Now “paid” is a big word for the monthly sum of £500 that Tom and I will receive for our work on the farm. I hardly dare calculate my hourly rate. When I have started this calculation during the busy season I have ended up with realistic estimates of about £2 an hour, or less. My first job when I left university was a summer job with Goldman Sachs. I hated it, and despised the work they did. Despite my qualifications that would have given me a good chance of a job as a city trader, I never applied. I work at The Oak Tree because I love it, not for money.
But The Oak Tree is maturing and we need to take a more sustainable approach to our people, as well as to our farming methods. Two pounds an hour is not a realistic, or fair, wage for anyone, including myself. When I first set up the farm I said that I was willing, and prepared, to work for very little, and to work very hard, with little leisure time, for two years. It has now been three years. I have worked six-day, sometimes seven-day, weeks, and I have taken at most one week of holiday a year. I am proud of what we have achieved in this time, and I feel my efforts have been worthwhile. But I confess to being somewhat weary, indeed the high workload has had a negative effect on my health at times and I am in need of some more time spent away from the farm, not least to get some perspective on what we are doing at The Oak Tree.
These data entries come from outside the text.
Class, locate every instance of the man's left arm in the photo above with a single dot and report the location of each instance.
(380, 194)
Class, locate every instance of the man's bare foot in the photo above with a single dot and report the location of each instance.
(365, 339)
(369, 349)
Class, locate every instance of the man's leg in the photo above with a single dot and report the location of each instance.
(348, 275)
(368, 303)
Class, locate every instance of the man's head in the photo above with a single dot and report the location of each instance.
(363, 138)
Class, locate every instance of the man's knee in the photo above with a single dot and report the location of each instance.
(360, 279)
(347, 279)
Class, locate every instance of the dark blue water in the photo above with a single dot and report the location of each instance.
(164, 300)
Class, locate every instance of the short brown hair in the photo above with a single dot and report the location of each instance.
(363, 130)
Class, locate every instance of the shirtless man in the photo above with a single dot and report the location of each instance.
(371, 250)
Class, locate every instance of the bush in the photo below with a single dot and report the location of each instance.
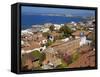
(75, 56)
(49, 42)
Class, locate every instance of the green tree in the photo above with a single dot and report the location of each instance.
(66, 31)
(52, 28)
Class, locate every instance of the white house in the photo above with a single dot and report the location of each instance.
(57, 26)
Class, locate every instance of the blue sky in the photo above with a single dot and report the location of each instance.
(29, 10)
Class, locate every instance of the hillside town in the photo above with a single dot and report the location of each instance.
(54, 46)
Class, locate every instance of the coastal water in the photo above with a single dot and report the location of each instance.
(28, 20)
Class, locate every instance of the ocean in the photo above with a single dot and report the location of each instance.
(28, 20)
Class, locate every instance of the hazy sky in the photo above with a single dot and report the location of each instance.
(28, 10)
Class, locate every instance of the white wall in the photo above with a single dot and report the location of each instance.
(5, 19)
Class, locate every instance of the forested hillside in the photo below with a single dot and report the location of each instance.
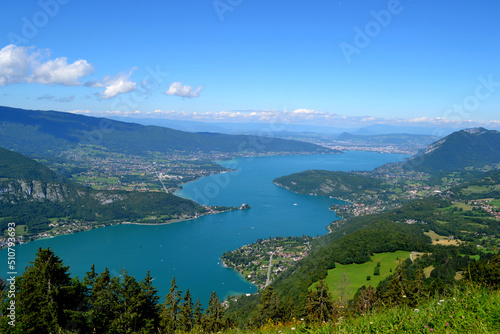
(48, 133)
(32, 195)
(329, 183)
(466, 148)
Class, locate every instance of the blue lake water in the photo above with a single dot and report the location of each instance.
(191, 250)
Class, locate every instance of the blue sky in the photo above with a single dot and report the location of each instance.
(332, 63)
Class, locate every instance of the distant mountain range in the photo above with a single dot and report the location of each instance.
(31, 194)
(43, 133)
(474, 147)
(395, 139)
(328, 183)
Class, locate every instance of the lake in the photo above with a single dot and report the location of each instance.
(191, 250)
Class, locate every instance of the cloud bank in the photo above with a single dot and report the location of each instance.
(19, 64)
(178, 89)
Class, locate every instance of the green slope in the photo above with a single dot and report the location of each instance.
(31, 194)
(328, 183)
(466, 148)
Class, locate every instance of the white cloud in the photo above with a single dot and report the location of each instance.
(178, 89)
(19, 64)
(80, 111)
(118, 84)
(122, 113)
(14, 64)
(58, 71)
(49, 97)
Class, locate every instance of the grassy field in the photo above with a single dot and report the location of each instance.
(496, 203)
(441, 240)
(357, 273)
(471, 310)
(475, 190)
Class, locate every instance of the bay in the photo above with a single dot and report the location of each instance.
(190, 251)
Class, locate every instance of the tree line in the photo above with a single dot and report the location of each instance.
(48, 300)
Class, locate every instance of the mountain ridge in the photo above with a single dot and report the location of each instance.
(474, 147)
(48, 133)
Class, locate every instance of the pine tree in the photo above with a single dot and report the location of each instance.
(397, 289)
(366, 299)
(198, 313)
(150, 308)
(186, 321)
(102, 301)
(47, 299)
(214, 317)
(320, 305)
(269, 306)
(170, 312)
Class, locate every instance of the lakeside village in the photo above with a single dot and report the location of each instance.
(261, 261)
(60, 227)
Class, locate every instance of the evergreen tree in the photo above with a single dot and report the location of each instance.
(198, 313)
(186, 313)
(365, 299)
(170, 312)
(269, 306)
(102, 299)
(47, 299)
(397, 289)
(320, 306)
(214, 317)
(150, 308)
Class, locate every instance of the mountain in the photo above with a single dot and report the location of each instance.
(398, 139)
(474, 147)
(45, 133)
(31, 194)
(328, 183)
(382, 129)
(231, 128)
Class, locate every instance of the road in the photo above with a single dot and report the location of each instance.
(269, 270)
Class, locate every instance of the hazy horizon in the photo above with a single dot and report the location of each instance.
(336, 64)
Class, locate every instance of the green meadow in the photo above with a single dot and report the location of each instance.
(357, 273)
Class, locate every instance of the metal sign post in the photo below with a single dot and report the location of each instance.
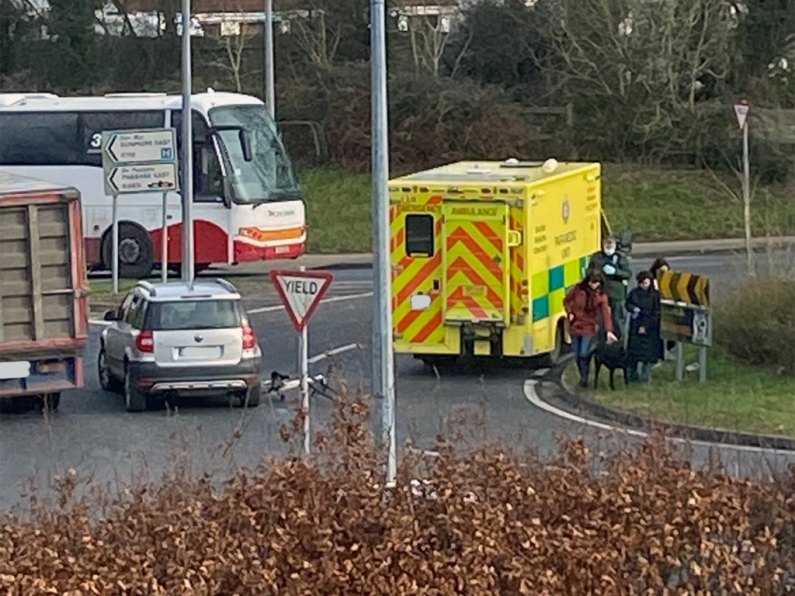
(383, 365)
(115, 240)
(741, 111)
(686, 316)
(164, 241)
(136, 162)
(301, 293)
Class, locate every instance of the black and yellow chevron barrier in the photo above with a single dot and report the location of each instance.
(686, 288)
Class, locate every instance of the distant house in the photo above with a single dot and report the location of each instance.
(225, 17)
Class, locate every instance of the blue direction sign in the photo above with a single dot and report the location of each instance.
(139, 161)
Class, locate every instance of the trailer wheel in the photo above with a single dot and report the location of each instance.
(106, 378)
(48, 402)
(250, 398)
(136, 253)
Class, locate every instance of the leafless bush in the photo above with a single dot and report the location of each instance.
(483, 522)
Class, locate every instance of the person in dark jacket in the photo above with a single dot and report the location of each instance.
(615, 268)
(643, 346)
(587, 308)
(660, 265)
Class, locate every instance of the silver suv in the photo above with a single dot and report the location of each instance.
(178, 338)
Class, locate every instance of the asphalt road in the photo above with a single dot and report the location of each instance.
(92, 434)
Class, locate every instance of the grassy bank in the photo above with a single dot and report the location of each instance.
(736, 397)
(655, 204)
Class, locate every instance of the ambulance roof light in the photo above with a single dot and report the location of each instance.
(550, 165)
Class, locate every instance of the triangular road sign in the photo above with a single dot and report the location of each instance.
(741, 111)
(301, 292)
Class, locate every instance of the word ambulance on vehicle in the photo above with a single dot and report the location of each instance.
(483, 254)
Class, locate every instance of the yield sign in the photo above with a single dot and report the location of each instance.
(741, 111)
(301, 292)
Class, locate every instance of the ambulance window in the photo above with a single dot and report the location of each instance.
(419, 235)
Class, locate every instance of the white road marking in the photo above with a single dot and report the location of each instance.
(532, 397)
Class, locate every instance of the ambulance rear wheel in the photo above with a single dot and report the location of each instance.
(431, 361)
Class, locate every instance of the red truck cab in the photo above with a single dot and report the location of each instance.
(43, 289)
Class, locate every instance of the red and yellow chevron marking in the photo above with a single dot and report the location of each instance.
(412, 276)
(517, 265)
(475, 285)
(418, 326)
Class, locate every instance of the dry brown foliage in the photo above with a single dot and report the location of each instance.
(480, 523)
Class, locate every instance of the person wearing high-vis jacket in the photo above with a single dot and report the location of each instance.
(614, 266)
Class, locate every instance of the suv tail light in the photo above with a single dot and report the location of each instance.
(249, 338)
(145, 342)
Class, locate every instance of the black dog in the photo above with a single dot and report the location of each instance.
(613, 357)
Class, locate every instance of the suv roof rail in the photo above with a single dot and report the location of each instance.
(226, 284)
(148, 286)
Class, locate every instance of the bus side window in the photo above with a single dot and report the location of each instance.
(93, 123)
(39, 138)
(208, 183)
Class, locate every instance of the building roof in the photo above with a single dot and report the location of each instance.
(211, 6)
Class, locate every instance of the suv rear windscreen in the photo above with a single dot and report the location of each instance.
(192, 314)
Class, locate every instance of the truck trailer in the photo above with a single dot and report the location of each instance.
(43, 289)
(483, 254)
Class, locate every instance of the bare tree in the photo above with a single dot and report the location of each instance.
(234, 46)
(429, 35)
(653, 60)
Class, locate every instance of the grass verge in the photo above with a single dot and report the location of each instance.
(655, 204)
(736, 397)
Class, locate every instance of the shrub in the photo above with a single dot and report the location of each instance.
(757, 324)
(431, 121)
(485, 524)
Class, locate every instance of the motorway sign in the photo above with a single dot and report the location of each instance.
(301, 293)
(139, 146)
(134, 179)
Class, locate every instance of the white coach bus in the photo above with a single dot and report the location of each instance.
(247, 202)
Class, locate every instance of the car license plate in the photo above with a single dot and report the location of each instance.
(200, 352)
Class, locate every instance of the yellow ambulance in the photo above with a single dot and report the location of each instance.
(483, 253)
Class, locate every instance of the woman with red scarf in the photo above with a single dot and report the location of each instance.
(588, 310)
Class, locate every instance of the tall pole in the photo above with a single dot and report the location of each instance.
(384, 384)
(747, 200)
(115, 240)
(270, 92)
(187, 149)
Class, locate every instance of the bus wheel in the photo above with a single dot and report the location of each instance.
(136, 253)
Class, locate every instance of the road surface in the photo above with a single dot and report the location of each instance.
(92, 434)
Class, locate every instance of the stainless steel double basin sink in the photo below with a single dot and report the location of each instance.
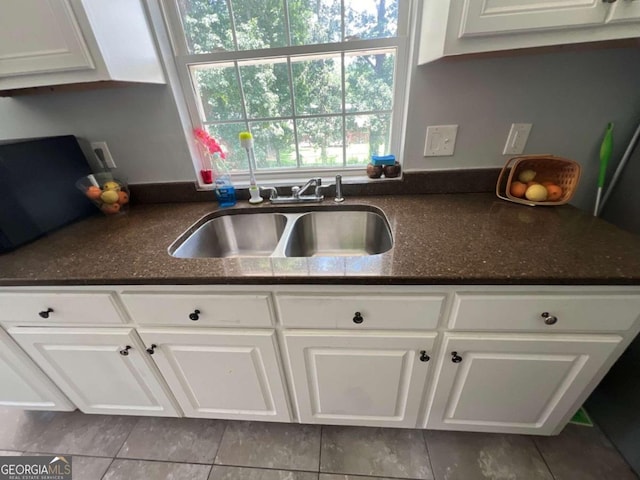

Our aim is (as quoted on the home page of our website) “… to produce good food all year round, with the lowest possibly carbon emissions, as a viable business – and having a good time while doing so!” Viable business should, and indeed must, include paying people a living wage. £500 a month is not a living full time wage, but it is all the farm budget can spare at the moment. Our longer term plan as the business grows is for Tom and I to earn a decent wage at the market rate for people running a CSA (to give you an idea of what that might be, here is a job ad for a similar role at Canalside CSA in Leamington Spa.)
From the beginning of January when Tom joins, he and I will split the week so that one of us harvests and cares for the poultry on Monday and Tuesday, and the other on Thursday and Friday. We won’t be harvesting on Wednesdays, rather that will be the day when he and I will work on the farm together. We’ll take it in turns to run Saturday working parties, which will take place every Saturday from the beginning of Janaury. There is also the background organisational work to do. Which is substantial, including, but not limited to, accounts, VAT returns, ordering supplies for the farm, publicity, communications, and organising day to day things like how many seeds we will need next year!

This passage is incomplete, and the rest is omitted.